Re: namespace node implementation

I don't understand this:
(from M. Kay's message

>> Right, and that's the problem I'm concerned about (assuming we're
>> talking about the same thing).  Given:
>> let $a := <a xmlns:ns1="NS1"><b ns1:x="X"/></a>
>> let $c := <c xmlsns:ns2="NS2">{$a/b}</c>
>> what is the result of get-in-scope-namespaces($c/b)?
> When <b> is constructed it acquires a namespace node for ns1 by virtue of
> the fact that ns1 is an active in-scope namespace at that point.
> When <a> is constructed it also acquires a namespace node for ns1 for the
> same reason.
> When <b> is copied to make it a child of <a> it retains (copies of) its
> namespace nodes.
> The path expression $a/b selects this b element. The element is copied to
> make it a child of the new <c> element.

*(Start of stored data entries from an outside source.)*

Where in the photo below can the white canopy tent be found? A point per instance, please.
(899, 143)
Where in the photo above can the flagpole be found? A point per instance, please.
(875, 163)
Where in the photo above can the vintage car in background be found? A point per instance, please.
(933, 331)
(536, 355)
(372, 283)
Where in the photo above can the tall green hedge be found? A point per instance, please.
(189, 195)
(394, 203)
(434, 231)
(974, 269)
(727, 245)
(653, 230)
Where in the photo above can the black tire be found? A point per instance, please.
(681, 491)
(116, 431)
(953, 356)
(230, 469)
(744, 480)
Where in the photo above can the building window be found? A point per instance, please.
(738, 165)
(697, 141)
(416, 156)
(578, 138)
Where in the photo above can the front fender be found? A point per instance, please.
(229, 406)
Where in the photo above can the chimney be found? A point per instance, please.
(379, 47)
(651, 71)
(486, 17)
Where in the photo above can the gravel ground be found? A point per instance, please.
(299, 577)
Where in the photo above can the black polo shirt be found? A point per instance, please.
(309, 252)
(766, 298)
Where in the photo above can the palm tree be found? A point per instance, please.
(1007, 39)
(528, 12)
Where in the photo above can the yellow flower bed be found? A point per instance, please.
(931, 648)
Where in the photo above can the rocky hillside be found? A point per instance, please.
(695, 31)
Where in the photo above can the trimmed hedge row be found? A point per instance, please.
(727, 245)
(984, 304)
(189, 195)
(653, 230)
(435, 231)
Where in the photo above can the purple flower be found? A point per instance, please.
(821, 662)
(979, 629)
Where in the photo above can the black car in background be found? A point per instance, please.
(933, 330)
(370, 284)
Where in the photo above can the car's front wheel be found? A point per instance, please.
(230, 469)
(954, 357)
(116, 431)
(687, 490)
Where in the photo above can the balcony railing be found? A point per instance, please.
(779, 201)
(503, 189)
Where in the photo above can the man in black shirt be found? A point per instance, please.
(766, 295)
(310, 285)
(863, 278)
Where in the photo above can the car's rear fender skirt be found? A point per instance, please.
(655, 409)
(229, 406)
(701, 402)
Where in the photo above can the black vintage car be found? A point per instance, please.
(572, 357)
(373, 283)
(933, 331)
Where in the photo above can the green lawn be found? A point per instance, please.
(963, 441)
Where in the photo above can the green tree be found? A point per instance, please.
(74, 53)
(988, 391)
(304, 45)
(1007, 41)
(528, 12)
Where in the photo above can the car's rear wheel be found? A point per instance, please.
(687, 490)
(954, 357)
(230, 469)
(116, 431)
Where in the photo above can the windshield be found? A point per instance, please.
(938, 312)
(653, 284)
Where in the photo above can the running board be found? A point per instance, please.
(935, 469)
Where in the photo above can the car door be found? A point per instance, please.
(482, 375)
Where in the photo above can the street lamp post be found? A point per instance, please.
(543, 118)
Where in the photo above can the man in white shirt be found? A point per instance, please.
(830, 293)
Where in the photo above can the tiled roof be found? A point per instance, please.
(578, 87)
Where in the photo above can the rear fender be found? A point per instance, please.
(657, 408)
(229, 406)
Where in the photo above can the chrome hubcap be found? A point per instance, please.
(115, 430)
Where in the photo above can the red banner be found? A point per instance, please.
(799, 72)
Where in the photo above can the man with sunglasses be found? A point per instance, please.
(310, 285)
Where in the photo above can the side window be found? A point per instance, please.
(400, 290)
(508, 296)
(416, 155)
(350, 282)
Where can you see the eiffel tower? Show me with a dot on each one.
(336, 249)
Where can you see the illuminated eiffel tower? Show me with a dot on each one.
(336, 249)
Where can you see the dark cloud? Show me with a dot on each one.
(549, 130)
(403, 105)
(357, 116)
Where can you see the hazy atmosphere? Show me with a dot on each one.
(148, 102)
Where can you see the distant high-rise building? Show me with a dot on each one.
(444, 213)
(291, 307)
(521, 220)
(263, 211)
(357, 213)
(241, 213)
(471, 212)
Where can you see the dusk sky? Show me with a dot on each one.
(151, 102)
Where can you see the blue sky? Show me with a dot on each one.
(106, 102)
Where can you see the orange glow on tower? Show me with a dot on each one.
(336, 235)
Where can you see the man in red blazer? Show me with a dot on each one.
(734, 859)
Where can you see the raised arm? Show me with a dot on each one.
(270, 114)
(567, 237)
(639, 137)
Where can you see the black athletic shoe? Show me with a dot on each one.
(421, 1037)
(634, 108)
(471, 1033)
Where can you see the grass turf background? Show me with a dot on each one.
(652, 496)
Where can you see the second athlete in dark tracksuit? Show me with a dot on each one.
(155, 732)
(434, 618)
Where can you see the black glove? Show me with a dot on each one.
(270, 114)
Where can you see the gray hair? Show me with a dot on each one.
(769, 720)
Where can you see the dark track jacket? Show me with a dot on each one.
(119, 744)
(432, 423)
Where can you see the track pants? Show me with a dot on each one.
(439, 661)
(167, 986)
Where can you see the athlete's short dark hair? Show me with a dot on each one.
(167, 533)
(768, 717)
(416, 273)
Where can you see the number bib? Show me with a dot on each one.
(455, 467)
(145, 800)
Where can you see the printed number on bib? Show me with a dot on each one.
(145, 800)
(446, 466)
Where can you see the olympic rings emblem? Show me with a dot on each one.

It retains the ns1 namespace node,
> but does not acquire a namesapce node for ns2.
> but the more accurate XML 1.1 serialization is:
>  <c xmlns:ns2="NS2"><b xmlns:ns2="" xmlns:ns1="NS1" ns1:x="X"/></c>

What is the meaning of "[it] does not acquire a namesapce node for ns2." ?
First, what is "it" ? the first node $a/b or the new node $c/b ?
(I assume it is the latter)

Why should the new node ($c/b) _not_ have NS2 in its "in-scope namespaces" ?
[BTW the definition of "in-scope namespaces" is far from clear.]

I don't see in the spec something that would prescribe such a strange rule:
could you please Michael point it out ?
The argument "serialization should roundtrip" seems not sufficient, because
what matters is that element and attribute names get their proper NS, and
there are different ways to serialize to get this result.